In sum, using two established MTase assays in vitro, following either incorporation of tritium from 3H-SAM into a substrate or formation of byproduct SAH in a bioluminescence assay, we show that human HemK2-Trm112 heterodimer is only active on protein glutamine and lysine, but not active on DNA. In light of current interests on N6-methyladenine in eukaryotic genomic DNA, our study resolves one controversy in the field.
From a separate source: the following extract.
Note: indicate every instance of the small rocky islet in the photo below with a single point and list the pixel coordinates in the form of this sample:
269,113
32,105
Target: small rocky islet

Additional data will be required to address the dual specificity of HemK2 on protein glutamine and lysine—a unique property for a MTase working on two different substrates with different target residues, one is located in the cytoplasm (eRF1, glutamine) and the other in nucleus (histone H4, lysine).

Finally, we want to clearly highlight the differences between our studies presented here and that of Xiao et al.8. (1) We used recombinant HemK2-Trm112 complex expressed in E. coli and purified using a four-column chromatography, whereas Xiao et al. used N6AMT1-Flag plasmid transfected into HEK293T cells and protein purified according to the kit instructions, presumably one-step affinity purification. (2) We used purified HemK2-Trm112 complex (Fig. 1b), whereas there was no mention whether the protein preparation used by Xiao et al. contains Trm112. In a separate study, partially purified Flag-N6AMT1 from overexpressing HEK293T cells appeared to contain a ~15-kDa protein that might be co-purified endogenous Trm112, and this protein preparation did not methylate DNA oligonucleotides in vitro as shown by N6mA specific antibody (see Fig. S4 of Xie et al.15). (3) Our fluorography assays on DNA (Fig. 1f) were conducted with [E] = 2 μM, [S] = 10 μM, and [3H-SAM] = 10 μM, whereas Xiao et al. used 25 µl reaction system containing [E] = 0.8 μg (~0.8 μM), [SDNA] = 250 pmol (=10 µM), [3H-SAM] = 55 μM (which is puzzling as that is the concentration of the PerkinElmer NET155V [3H-SAM] stock). Both reactions were carried out at 25 °C overnight under similar buffer and salt conditions.